SUNDAY, December 8, 2002

    Double of the First Class Feast of the Solemnity of the IMMACULATE CONCEPTION OF THE BLESSED VIRGIN MARY. Holy Day of Obligation. Also, the Second Week of Advent though the solemnity takes precedence.

        White Vestments.

    Mass for the Solemnity of the Immaculate Conception

    EPISTLE: Wisdom: Proverbs 8: 23-35
    GRADUAL: Judith 13: 23
    GOSPEL: Luke 1: 26-28


   This feast was established for the universal Church by Pope Pius IX when He proclaimed that from all eternity, the Triune Divinity chose the Blessed Virgin Mary to be the tabernacle of the Son of God. The Dogma of the Immaculate Conception proclaimed once and for all that it was unthinkable that Mary be defiled in any way by sin in any manner whatsoever. Thus, in that infinitesmal second that God created Mary He made her Immaculate. This grace, like all other graces since Adam and Eve's fall, was given to Mary through the merits of her Divine Son Jesus. She stood alone as one free of the stain of original sin, redeemed not from the evil already present at birth, but from any evil that threatened this sacred temple known as the Mother of God.

   This was confirmed in the infallible words of Pius IX,

    "The most holy Virgin Mary was, in the first moment of her conception, by a unique gift of grace and privilege of Almighty God, in view of the merits of Jesus Christ the Redeemer of mankind, preserved free from all stain of original sin."

   Saint Ephrem first held this belief in the fourth century. Seven centuries later the crusaders brought this belief back to the Western Church from the Eastern Church in the Holy Land where, since 750, it had been celebrated on December 9 along with the feast of Saint Anne who had conceived the Blessed Mother.

   In 1050 a feast honoring Mary's conception was offered by Pope Leo IX. In the twelfth century the Franciscan Father Duns Scotus defended the doctrine of the Immaculate Conception and was listed in the Roman Calendar in the year 1476 by Pope Sixtus IV. In 1708 Pope Clement XI made the conception of Our Lady a feast of obligation.

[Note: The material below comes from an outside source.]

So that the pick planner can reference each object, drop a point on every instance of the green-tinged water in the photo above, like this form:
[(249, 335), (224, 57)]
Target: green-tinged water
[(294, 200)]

Nearly 150 years later in 1854, Pius IX proclaimed it the feast of the Immaculate Conception. This interestingly followed the lead of the United States Bishops eight years earlier who had decreed in 1846 that the U.S. was consecrated to Mary's Immaculate Conception and assigned December 8 as the official feast of their Heavenly patron. Four years after Pius IX's infallible pronouncement, Our Lady herself confirmed this dogma at Lourdes when she proclaimed to the visionary Saint Bernadette Soubirous, "I am the Immaculate Conception."

Monday, December 9, 2002

    Semi-Double observance Within the Octave or the Advent Feria

        White or Green Vestments.

    Mass of the Immaculate Conception above or the Mass of the Second Sunday of Advent below:

    EPISTLE: Romans 15: 4-13
    GRADUAL: Psalm 49: 2-3, 5
    GOSPEL: Matthew 11: 2-10

Tuesday, December 10, 2002

    Semi-Double Feast of Pope Saint Melchiades or Miltiades, Martyr, observance Within the Octave and historical feast of Our Lady of Loreto

        Red or White Vestments.

    Mass Si diligis for Common of one or several Popes

    EPISTLE: 1 Peter 5: 1-4, 10-11
    GRADUAL: Psalm 106: 31-32
    GOSPEL: Matthew 16: 13-19

Pope Saint Miltiades

   Pope Saint Melchiades was the first African pope elected. He was so on July 2, 311 as the 32nd successor of Peter. The papacy had been vacant for two years. It was during his papacy that Constantine the Great would come to power. Six years earlier the Emperor Diocletian had abdicated his throne in the East while in the West Maximian had also given up his rule. Diocletian was succeeded by Emperor Galerius while in the west Constantius Chlorus replaced Maximian. A year later Chlorus was succeeded by his 32 year-old son Constantine who was a Serb. Constantine set his sights on overthrowing Maxentius, son of Maximian in Italy and Africa. Constantine was victorious in Africa and as he moved up the boot of Italy Maxentius retreated to Rome. The night before the showdown outside the city, Constantine beheld in the sky a lighted cross surrounded by the Latin words, "In Hoc Signo Vincis" which means "In This Sign You shall Conquer." Then, through private revelation, a Voice spoke to Constantine advising him to adopt the cross as a standard bearer instead of the Roman eagle which had been the standard. He took it to heart because his own mother Saint Helena was a Christian and it was she who had unearthed the true cross in Jerusalem. Meanwhile Maxentius had also consulted his gods and confidently was assured of victory over Constantine, announcing to all and even letting it reach the ears of Constantine. Unabashedly Maxentius led his troops out from Rome to attack by way of the Milvian Bridge over the Tiber where, despite greatly outnumbered, Constantine's men soundly defeated them in a great battle that numbered thousands of fatalities including Maxentius. Constantine knew then and there that the sign he had been given was not another superstition but one of substance. He marched triumphantly into Rome carrying the cross as his standard and the people received him with great pomp, erecting an arch and statue of him in memory of his great triumph. Shortly after this Constantine sought out the new emperor of the East Licinius whose soldiers had called upon Jesus' protection before their victory over Galerius' son Maximian Daia. Both Constantine and Licinius had seen first hand the Hand of God in their victories and were moved to accept the Christians and their faith. Thus, in 312 the two signed a pact of toleration toward the Christians called the Edict of Milan giving all people the freedom to worship as they wished.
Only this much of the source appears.